Angemessener Mindestlohn

«Es gibt nur wenig Möglichkeiten, das Los der Erwerbsarmen zu verbessern», steht in der Studie. Ein angemessener Mindestlohn ist die beste Waffe gegen Armut. «Viele Staaten beschränken ihre Politik, Arbeitsplätze zu schaffen», so die Studie. Doch mit dieser Politik ändert sich nichts am Los derjenigen, die trotz Arbeit arm sind. Die Schaffung von mehr Arbeitsplätzen kann sogar zur Zunahme von Armut führen, wenn nicht auf eine anständige Bezahlung geachtet wird.

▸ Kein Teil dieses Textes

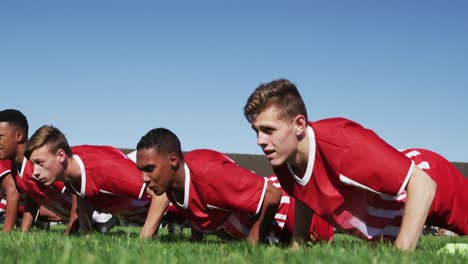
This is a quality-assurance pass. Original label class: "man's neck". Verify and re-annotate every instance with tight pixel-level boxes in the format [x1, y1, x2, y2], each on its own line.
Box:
[14, 143, 26, 168]
[289, 125, 310, 178]
[171, 161, 187, 203]
[64, 156, 82, 185]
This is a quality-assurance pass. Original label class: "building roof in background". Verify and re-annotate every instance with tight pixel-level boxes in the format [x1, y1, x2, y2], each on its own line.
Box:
[122, 149, 468, 178]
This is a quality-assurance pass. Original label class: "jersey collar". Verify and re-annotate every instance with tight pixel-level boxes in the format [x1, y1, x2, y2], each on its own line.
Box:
[16, 157, 27, 179]
[286, 125, 317, 186]
[70, 155, 86, 198]
[172, 162, 190, 209]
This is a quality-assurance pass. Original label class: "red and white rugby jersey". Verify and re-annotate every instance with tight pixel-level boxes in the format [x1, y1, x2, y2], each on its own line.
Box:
[167, 149, 267, 233]
[273, 118, 414, 240]
[67, 145, 151, 223]
[402, 149, 468, 235]
[0, 160, 11, 179]
[11, 158, 71, 219]
[224, 175, 334, 242]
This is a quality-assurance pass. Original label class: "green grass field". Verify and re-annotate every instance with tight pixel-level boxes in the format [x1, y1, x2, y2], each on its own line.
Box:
[0, 226, 468, 264]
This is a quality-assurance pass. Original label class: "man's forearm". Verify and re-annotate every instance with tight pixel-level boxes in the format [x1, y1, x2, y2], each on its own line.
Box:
[395, 167, 437, 250]
[247, 184, 281, 244]
[140, 194, 169, 239]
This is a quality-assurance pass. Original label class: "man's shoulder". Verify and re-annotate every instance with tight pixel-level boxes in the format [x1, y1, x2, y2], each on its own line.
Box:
[184, 149, 232, 163]
[309, 117, 361, 129]
[0, 160, 11, 174]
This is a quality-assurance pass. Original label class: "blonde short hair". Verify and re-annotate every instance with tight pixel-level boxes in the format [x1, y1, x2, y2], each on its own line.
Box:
[244, 79, 308, 123]
[24, 125, 73, 159]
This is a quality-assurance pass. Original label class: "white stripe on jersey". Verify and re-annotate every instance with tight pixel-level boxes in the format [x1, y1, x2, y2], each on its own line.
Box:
[367, 206, 403, 218]
[268, 176, 278, 182]
[273, 221, 284, 228]
[405, 150, 421, 158]
[418, 161, 431, 170]
[255, 178, 268, 215]
[275, 214, 288, 220]
[280, 195, 291, 204]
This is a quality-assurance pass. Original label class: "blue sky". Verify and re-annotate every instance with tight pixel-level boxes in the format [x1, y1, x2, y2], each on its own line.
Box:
[0, 0, 468, 162]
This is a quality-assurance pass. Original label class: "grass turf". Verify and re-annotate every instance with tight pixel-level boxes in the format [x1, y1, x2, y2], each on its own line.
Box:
[0, 226, 468, 264]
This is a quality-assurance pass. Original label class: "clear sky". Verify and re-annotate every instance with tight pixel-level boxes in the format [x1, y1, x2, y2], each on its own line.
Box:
[0, 0, 468, 162]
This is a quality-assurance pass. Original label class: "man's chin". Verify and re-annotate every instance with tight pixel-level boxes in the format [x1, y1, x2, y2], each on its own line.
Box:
[270, 159, 284, 167]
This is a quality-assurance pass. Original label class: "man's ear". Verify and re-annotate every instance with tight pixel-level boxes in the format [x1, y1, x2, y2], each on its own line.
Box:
[293, 115, 308, 137]
[55, 149, 67, 163]
[15, 129, 26, 143]
[169, 152, 180, 171]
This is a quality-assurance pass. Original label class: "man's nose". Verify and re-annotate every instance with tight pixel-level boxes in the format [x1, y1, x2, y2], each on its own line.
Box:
[257, 132, 268, 147]
[141, 173, 151, 183]
[33, 164, 41, 178]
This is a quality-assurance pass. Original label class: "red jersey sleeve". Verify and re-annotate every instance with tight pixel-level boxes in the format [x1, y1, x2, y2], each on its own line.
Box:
[0, 160, 11, 178]
[192, 153, 267, 214]
[339, 122, 414, 196]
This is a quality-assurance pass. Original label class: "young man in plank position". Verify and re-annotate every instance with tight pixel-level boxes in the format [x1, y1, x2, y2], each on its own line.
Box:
[137, 128, 333, 243]
[0, 109, 116, 234]
[25, 126, 169, 238]
[244, 79, 468, 250]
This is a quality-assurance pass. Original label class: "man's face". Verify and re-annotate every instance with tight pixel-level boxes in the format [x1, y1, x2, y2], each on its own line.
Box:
[252, 106, 298, 166]
[136, 148, 175, 195]
[30, 144, 64, 186]
[0, 122, 18, 160]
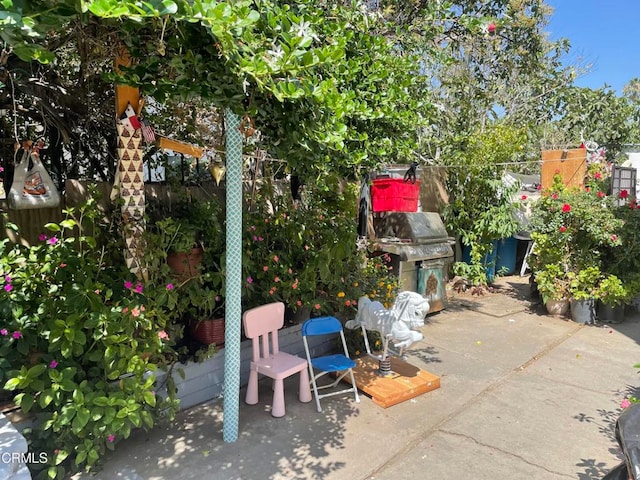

Ein Betreuungsplatz für jedes Kind kann auch dazu beitragen, dass sich die Armut verringert. Dann müsste nicht ein Elternteil zu Hause bleiben und könnte einer Arbeit nachgehen. Ein weiteres scharfes Schwert im Kampf gegen die Armut ist eine gute Ausbildung. Je besser das Diplom, desto mehr verdient man. Dies mag zwar stimmen, es ist jedoch ein Trugschluss, zu glauben, dass das Armutsproblem gelöst wäre, wenn jeder ein Diplom hat. In Finnland etwa ist das Armutsrisiko für Sekundarschulabgänger höher als für die Personen, die kein Diplom in der Tasche haben.

Situation in Luxemburg

Seit der Wirtschafts- und Finanzkrise ist das Risiko für Erwerbsarmut für in Luxemburg Beschäftigte gestiegen. Hier liegt das Großherzogtum im europäischen Durchschnitt.

Schlecht sieht es für diejenigen aus, die in einem befristeten Arbeitsvertrag stehen. Fast jeder Vierte mit «CDD» gilt als erwerbsarm, in anderen Ländern ist diese Quote viel tiefer.
In Sachen materielle Unterversorgung konnte die Studie eine leichte Verbesserung in Luxemburg feststellen. Auch die, die weniger gut verdienen, konnten sich in den vergangenen Jahren mehr leisten, so Eurofound.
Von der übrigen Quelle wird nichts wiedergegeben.